You can find in-depth information about Word2Vector in my other blog stated here: NLP — Text Encoding: Word2Vec
Before we deep dive into each method let’s set some ground examples so as to make it easier to follow through.
Document Corpus: This is the whole set of text we have, basically our text corpus, can be anything like news articles, blogs, etc.… etc.…
Example: We have 5 sentences namely, [“this is a good phone” , “this is a bad mobile” , “she is a good cat” , “he has a bad temper” , “this mobile phone is not good”]
Data Corpus: It is the collection of unique words in our document corpus, i.e. in our case it looks like this:
[“a” , “bad” , “cat” , “good” , “has” , “he” , “is” , “mobile” , “not” , “phone” , “she” , “temper” , “this”]
We will stick to these sentences to understand each embedding method.
This will make it easier to understand and grasp the intuition behind these methods.
So let’s try to understand each of them one by one:
1. Index-Based Encoding:
As the name mentions, Index based, we surely need to give all the unique words an index, like we have separated out our Data Corpus, now we can index them individually, like…
a : 1
bad : 2
…
this : 13
Now that we have assigned a unique index to all the words so that based on the index we can uniquely identify them, we can convert our sentences using this index-based method.
It is very trivial to understand, that we are just replacing the words in each sentence with their respective indexes.
Our document corpus becomes:
[13 7 1 4 10] , [13 7 1 2 8] , [11 7 1 4 3] , [6 5 1 2 12] , [13 8 10 7 9 4]
Now we have encoded all the words with index numbers, and this can be used as input to any machine since machine understands number.
But there is a tiny bit of issue which needs to be addressed first and that is the consistency of the input. Our input needs to be of the same length as our model, it cannot vary. It might vary in the real world but needs to be taken care of when we are using it as input to our model.
Now as we can see the first sentence has 5 words, but the last sentence has 6 words, this will cause an imbalance in our model.
So to take care of that issue what we do is max padding, which means we take the longest sentence from our document corpus and we pad the other sentence to be as long. This means if all of my sentences are of 5 words and one sentence is of 6 words I will make all the sentences of 6 words.
Now how do we add that extra word here? In our case how do we add that extra index here?
If you have noticed we didn’t use 0 as an index number, and preferably that will not be used anywhere even if we have 100000 words long data corpus, hence we use 0 as our padding index. This also means that we are appending nothing to our actual sentence as 0 doesn’t represent any specific word, hence the integrity of our sentences are intact.

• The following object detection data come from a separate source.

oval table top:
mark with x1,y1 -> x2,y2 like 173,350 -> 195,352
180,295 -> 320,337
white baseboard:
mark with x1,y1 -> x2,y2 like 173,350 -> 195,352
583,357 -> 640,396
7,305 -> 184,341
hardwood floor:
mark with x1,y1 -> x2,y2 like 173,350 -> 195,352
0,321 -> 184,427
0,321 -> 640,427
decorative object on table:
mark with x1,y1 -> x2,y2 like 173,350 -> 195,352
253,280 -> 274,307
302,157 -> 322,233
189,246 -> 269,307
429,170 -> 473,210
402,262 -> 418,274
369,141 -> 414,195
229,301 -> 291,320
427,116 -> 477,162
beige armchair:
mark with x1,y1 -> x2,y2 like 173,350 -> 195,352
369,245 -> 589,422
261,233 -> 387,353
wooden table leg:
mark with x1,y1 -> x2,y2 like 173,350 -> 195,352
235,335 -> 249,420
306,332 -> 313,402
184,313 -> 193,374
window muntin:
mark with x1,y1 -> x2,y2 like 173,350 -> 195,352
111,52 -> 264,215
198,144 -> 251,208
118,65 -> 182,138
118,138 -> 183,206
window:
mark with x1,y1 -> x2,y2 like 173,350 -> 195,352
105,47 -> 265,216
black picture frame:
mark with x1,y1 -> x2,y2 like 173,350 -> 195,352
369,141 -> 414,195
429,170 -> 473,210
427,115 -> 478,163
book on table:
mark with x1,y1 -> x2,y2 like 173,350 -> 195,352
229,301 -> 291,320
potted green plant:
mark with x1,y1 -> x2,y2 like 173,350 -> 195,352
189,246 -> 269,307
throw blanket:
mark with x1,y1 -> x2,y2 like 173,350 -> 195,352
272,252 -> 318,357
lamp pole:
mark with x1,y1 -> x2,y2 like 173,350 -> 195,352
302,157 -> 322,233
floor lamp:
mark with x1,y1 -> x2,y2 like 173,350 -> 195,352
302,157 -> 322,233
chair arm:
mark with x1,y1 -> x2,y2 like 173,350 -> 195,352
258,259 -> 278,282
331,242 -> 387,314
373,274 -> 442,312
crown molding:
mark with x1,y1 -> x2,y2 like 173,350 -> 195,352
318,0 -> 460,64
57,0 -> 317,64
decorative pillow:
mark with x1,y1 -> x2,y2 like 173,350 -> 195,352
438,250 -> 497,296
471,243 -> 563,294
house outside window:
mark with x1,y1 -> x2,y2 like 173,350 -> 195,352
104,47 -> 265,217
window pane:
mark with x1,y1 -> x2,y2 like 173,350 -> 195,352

So finally our index based encodings are as follows:
[ 13 7 1 4 10 0 ] ,
[ 13 7 1 2 8 0 ] ,
[ 11 7 1 4 3 0 ] ,
[ 6 5 1 2 12 0 ] ,
[ 13 8 10 7 9 4 ]
And this is how we keep our input’s integrity the same and without disturbing the context of our sentences as well.
Index-Based Encoding considers the sequence information in text encoding.
2. Bag of Words (BOW):
Bag of Words or BoW is another form of encoding where we use the whole data corpus to encode our sentences. It will make sense once we see actually how to do it.
Data Corpus:
[“a” , “bad” , “cat” , “good” , “has” , “he” , “is” , “mobile” , “not” , “phone” , “she” , “temper” , “this”]
As we know that our data corpus will never change, so if we use this as a baseline to create encodings for our sentences, then we will be on an upper hand to not pad any extra words.
Now, 1st sentence we have is this : “this is a good phone”
How do we use the whole corpus to represent this sentence?
So our first sentence becomes a combination of all the words we have and we do not have.
[1,0,0,1,0,0,1,0,0,1,0,0,1]
This is how our first sentence is represented.
Now there are 2 kinds of BOW:
1. Binary BOW.
2. BOW
The difference between them is, in Binary BOW we encode 1 or 0 for each word appearing or non-appearing in the sentence. We do not take into consideration the frequency of the word appearing in that sentence.
In BOW we also take into consideration the frequency of each word occurring in that sentence.
Let’s say our text sentence is “this is a good phone this is a good mobile” (FYI just for reference)
If you see carefully, we considered the number of times the words “this”, “a”, “is” and “good” have occurred.
So that’s the only difference between Binary BOW and BOW.
BOW totally discards the sequence information of our sentences.
3. TF-IDF Encoding:
Term Frequency — Inverse Document Frequency
As the name suggests, here we give every word a relative frequency coding w.r.t the current sentence and the whole document.
Term Frequency: Is the occurrence of the current word in the current sentence w.r.t the total number of words in the current sentence.
Inverse Data Frequency: Log of Total number of words in the whole data corpus w.r.t the total number of sentences containing the current word.
TF:
IDF:
One thing to note here is we have to calculate the word frequency of each word for that particular sentence, because depending on the number of times a word occurs in a sentence the TF value can change, whereas the IDF value remains constant, until and unless new sentences are getting added.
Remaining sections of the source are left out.